Mais une goutte de sang perla aussitôt — minuscule, brillante.
Lucy se figea.
Ses yeux s’écarquillèrent.
La terre se déroba presque sous ses pieds.
— Oh… oh non… je suis désolée…
Muichiro porta instinctivement une main à sa joue.
Il fronça les sourcils, mais pas de douleur — juste de surprise.
— Ce n’est rien, dit-il doucement.
— Ce n’est qu’une égratignure. J’ai eu pire.
Il frotta la zone blessée du bout des doigts, distrait, comme si ce n’était vraiment pas important.
Puis ajouta, avec une douceur presque involontaire :
— …Lucy, tes ongles sont vraiment pointus.
Mais Lucy n’entendait plus rien.
Ses yeux restaient fixés sur la fine trace rouge, sur sa propre main tremblante…
Et, dans son esprit, le goût du danger éclata comme un éclair noir.
L’odeur du sang — faible mais présente — la traversa comme un coup de poignard.
Elle sentit quelque chose en elle hurler.
Sa lèvre trembla.
Elle serra les dents si fort qu’un muscle tressaillit dans sa joue.
Puis elle bondit en arrière.
Avant même que Muichiro ne puisse tendre la main, elle se leva d’un mouvement trop rapide pour être humain.
Son ombrelle glissa et resta appuyée contre l’arbre, abandonnée.
Et Lucy partit.
Désespérément.
Elle se jeta dans la nuit, ses pas laissant derrière elle un souffle d’air et un léger nuage de poussière, comme si elle se dissolvait dans les ombres.
Muichiro resta pétrifié une seconde.
Puis ses yeux s’écarquillèrent lorsqu’il réalisa.
— Lucy… attends !
Il se leva d’un bond, fit quelques pas en avant, la main tendue —
mais elle avait déjà disparu.
Bien trop vite pour qu’il puisse la suivre, même lui.
Il s’immobilisa.
Son bras retomba.
Ses épaules s’affaissèrent lentement.
Son regard se perdit vers l’endroit où elle avait disparu dans la nuit.

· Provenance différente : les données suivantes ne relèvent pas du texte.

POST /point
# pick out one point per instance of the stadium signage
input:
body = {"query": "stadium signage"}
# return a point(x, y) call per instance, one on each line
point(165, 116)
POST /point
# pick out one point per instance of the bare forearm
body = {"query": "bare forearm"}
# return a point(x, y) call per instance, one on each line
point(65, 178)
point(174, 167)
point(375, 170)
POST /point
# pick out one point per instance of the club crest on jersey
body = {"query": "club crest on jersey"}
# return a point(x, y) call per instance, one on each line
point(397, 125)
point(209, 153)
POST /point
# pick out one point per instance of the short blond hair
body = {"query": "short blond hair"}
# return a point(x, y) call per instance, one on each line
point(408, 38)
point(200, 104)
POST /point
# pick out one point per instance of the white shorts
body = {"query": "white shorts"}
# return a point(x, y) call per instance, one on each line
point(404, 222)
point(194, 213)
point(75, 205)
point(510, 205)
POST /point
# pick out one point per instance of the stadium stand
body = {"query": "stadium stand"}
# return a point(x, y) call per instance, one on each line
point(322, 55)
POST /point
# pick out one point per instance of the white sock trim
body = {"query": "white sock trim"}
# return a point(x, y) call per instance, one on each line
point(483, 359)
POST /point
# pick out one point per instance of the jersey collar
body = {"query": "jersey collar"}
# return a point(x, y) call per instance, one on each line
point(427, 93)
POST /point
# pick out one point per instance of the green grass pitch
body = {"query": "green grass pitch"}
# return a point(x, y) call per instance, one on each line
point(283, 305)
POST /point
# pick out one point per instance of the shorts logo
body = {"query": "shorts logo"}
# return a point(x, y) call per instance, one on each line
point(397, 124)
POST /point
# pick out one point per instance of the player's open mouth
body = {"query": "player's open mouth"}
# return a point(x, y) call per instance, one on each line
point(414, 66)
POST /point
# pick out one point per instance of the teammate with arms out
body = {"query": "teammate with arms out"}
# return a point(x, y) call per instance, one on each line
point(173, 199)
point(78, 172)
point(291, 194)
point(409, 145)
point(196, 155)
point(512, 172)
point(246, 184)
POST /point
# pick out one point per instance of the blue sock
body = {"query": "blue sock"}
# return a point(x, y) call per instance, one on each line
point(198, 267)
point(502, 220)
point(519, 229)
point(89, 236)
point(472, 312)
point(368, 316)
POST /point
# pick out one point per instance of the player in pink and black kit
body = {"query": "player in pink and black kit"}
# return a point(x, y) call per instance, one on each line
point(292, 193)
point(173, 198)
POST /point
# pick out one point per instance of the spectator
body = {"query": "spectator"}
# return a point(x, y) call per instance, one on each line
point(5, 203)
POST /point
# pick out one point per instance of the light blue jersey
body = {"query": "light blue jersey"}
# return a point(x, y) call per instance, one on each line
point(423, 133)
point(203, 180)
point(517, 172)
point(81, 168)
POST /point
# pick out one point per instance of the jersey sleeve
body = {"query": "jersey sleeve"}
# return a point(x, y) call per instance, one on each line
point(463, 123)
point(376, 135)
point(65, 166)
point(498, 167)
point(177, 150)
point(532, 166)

Puis il se posa sur l’ombrelle restée contre l’arbre — fragile, immobile, terriblement seule.
Son expression se brisa en un mélange étrange… frustration, inquiétude, et une douleur sourde qu’il ne savait même pas nommer.
Il se pencha, ramassa l’ombrelle avec un soin presque excessif.
La fit tourner un instant entre ses doigts.
Puis, dans un souffle discret — un soupir qui disait tout — il se mit en marche vers le Domaine des Papillons.